Auf Initiative der Sozialbehörde hatten 2006 die ersten EKiZ der Hansestadt ihre Pforten geöffnet. Die Wilhelmsburger Einrichtung, die zusammen mit einer Kita im ehemaligen Gemeindehaus der Reiherstieg-Kirche untergekommen ist, war eines der ersten seiner Art. An drei Vormittagen pro Woche können Eltern mit ihren Sprösslingen zwischen null und drei Jahren vorbeikommen – gratis und ohne Anmeldung.
Kostenfrei ist auch ein Großteil der Angebote: Dazu gehören zum Beispiel Kinderturnen, Baby-Shiatsu, Sozialberatung, Elternkochkurs und Hebammenberatung. Für Frühstück und/oder Mittagessen zahlen Kinder nichts, Eltern werden lediglich mit einem kleinen Obolus zur Kasse gebeten.
Mit dem EKiZ – insgesamt 37 davon gibt es hamburgweit – soll die Lücke zwischen Elternschule und Kita geschlossen werden. Interessant: In der Mannesallee hat der Väter-Anteil deutlich zugenommen, während der Migrantenanteil von 90 auf 60 Prozent zurückgegangen ist. „Das spricht für Akzeptanz im Stadtteil und für eine gute Durchmischung“, sagt Mitarbeiterin Kudret Mike. Im nächsten Jahr zieht das EKiZ in einen Neubau um. Die Bauarbeiten an der Nordseite der Emmauskirche sind bereits in vollem Gange.

Mit welchen Sorgen oder Anliegen kommen Eltern und Kinder zu Ihnen?
Viele Familien wollen mit den Kindern rauskommen, den Kindern Abwechslung bieten und sich einfach von anderen Eltern verstanden fühlen.
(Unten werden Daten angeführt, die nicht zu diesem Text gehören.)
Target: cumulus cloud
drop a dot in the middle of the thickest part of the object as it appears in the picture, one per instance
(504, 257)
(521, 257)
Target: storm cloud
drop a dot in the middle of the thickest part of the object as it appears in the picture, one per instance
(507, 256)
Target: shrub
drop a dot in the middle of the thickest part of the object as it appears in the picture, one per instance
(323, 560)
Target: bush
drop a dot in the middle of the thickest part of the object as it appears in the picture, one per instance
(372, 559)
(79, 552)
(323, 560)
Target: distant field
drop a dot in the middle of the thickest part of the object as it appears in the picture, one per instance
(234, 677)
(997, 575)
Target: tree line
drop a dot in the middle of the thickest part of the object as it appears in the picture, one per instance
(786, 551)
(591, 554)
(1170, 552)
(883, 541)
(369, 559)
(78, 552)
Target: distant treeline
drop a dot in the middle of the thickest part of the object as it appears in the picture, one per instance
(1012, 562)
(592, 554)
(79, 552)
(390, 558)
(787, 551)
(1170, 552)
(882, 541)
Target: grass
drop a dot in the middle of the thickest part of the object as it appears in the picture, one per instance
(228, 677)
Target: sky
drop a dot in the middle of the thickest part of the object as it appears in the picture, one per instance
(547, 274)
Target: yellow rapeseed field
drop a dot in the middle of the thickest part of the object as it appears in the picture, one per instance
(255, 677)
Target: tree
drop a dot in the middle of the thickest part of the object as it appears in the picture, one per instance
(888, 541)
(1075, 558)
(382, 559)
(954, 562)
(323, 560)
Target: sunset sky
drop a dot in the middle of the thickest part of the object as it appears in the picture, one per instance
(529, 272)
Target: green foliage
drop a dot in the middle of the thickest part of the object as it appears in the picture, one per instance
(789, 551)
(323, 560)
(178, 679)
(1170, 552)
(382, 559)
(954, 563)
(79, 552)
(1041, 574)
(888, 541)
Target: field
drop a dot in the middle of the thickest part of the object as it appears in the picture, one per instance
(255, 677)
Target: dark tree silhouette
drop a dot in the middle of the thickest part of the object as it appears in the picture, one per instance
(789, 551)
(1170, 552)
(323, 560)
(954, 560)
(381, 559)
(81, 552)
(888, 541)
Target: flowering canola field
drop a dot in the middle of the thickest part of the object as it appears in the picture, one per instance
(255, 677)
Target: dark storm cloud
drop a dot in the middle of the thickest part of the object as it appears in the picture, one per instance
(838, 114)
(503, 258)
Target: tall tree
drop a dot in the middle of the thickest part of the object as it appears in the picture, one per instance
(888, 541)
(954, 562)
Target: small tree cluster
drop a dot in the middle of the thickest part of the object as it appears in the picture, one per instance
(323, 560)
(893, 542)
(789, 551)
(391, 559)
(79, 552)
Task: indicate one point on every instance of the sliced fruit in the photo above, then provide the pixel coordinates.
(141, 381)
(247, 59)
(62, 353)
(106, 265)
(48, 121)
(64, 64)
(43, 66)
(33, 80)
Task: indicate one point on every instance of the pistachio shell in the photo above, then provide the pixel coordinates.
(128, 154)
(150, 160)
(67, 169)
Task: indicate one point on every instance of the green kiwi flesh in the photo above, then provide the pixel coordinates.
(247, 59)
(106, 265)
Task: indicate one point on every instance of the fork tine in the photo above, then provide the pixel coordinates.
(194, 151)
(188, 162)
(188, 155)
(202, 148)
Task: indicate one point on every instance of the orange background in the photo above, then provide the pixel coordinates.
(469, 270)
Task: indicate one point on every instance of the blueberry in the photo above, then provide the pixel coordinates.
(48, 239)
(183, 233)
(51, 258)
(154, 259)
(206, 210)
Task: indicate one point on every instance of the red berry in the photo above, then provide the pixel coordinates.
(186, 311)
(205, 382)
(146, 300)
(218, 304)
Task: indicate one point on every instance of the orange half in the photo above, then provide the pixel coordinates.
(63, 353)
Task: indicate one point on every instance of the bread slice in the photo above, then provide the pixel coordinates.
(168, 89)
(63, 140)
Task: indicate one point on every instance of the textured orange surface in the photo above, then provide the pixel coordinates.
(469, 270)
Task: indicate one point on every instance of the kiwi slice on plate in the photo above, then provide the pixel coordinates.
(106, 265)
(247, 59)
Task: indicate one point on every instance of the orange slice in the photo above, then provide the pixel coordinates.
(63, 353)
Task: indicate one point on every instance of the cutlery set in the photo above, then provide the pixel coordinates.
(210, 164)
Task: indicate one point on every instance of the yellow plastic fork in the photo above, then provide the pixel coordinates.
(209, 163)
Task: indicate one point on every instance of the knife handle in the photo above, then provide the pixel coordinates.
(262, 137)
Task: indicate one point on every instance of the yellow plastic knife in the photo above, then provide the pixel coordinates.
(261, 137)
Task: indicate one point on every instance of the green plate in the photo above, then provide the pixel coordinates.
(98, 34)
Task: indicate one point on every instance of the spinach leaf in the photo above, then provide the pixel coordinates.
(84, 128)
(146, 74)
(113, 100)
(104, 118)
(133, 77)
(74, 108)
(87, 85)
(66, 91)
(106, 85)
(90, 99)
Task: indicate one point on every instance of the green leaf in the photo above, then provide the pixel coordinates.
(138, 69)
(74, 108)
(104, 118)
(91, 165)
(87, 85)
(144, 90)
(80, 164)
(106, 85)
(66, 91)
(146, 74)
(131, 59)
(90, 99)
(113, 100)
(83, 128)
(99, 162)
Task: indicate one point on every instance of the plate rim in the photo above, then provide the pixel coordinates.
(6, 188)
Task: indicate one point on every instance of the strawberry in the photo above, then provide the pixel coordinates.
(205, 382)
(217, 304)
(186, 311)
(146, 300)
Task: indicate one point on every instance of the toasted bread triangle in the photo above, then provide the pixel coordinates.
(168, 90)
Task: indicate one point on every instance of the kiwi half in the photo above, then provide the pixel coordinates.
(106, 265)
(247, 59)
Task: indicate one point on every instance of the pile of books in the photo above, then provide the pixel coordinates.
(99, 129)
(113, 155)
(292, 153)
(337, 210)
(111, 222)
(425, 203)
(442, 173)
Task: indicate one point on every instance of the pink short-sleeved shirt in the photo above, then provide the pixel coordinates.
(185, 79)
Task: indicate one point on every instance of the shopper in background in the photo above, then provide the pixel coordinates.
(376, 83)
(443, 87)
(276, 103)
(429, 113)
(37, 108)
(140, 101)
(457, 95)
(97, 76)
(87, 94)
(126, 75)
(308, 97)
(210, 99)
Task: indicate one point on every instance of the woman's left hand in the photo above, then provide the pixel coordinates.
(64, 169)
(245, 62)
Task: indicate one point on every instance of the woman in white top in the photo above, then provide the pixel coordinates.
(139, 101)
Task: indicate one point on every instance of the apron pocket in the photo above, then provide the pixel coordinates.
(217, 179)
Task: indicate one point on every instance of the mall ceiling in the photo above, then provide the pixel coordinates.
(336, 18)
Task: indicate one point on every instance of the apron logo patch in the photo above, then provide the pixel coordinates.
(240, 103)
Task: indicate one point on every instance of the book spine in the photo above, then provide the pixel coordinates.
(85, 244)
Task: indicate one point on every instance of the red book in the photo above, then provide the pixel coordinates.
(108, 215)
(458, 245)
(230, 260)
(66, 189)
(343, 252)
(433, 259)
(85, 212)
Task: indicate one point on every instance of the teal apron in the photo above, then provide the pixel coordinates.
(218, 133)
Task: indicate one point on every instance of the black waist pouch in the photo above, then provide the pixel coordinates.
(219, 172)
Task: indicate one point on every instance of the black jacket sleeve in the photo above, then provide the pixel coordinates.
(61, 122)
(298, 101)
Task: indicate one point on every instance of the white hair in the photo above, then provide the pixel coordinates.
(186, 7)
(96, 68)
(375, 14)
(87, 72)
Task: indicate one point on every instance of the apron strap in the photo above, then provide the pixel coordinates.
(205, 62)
Es gibt aber auch eine große Gruppe von Besuchern, die gezielt nur zu Angeboten kommt oder ganz gezielt Fragen hat, etwa zur
Kindeserziehung, zur Kitabetreuung oder zu Problemen mit Behörden.
Bei uns können sie sich einfach fallen lassen, wir nehmen uns jedem Problem an, freuen uns über jeden Entwicklungsschritt. Eine der größten Sorgen von jungen Müttern ist aktuell die fehlende Betreuung durch eine Hebamme, dies können wir nicht ersetzen, aber durch unsere Hebamme vor Ort zumindest ein wenig auffangen.

Was hat sich innerhalb der letzten zehn Jahre verändert? Gibt es andere Schwerpunkte oder ein anderes Klientel?

Wir konnten von Jahr zu Jahr Veränderungen beobachten: Anfangs haben uns viele afrikanische Familien besucht, danach gab es eine große türkische Gruppe, momentan haben wir eine große Vielfalt an verschiedenen Kulturen. Vor ein paar Jahren war das Durchschnittsalter der Kinder noch deutlich höher. Einen ganz großen Zuwachs gab es in den letzten zwei Jahren an Vätern, die Elternzeit nehmen. Darüber freuen wir uns sehr.

Der Neubau: Wann ist er fertig? Was bietet er?

Die Fertigstellung ist für Oktober 2018 geplant. Der Neubau sieht vor, dass die Gemeinde, die Kita und das EKiZ näher zusammenwachsen. Es wird alles etwas kleiner, aber wir bekommen tolle neue Räume direkt im Kitagebäude mit einem direkten Zugang zum Außenbereich.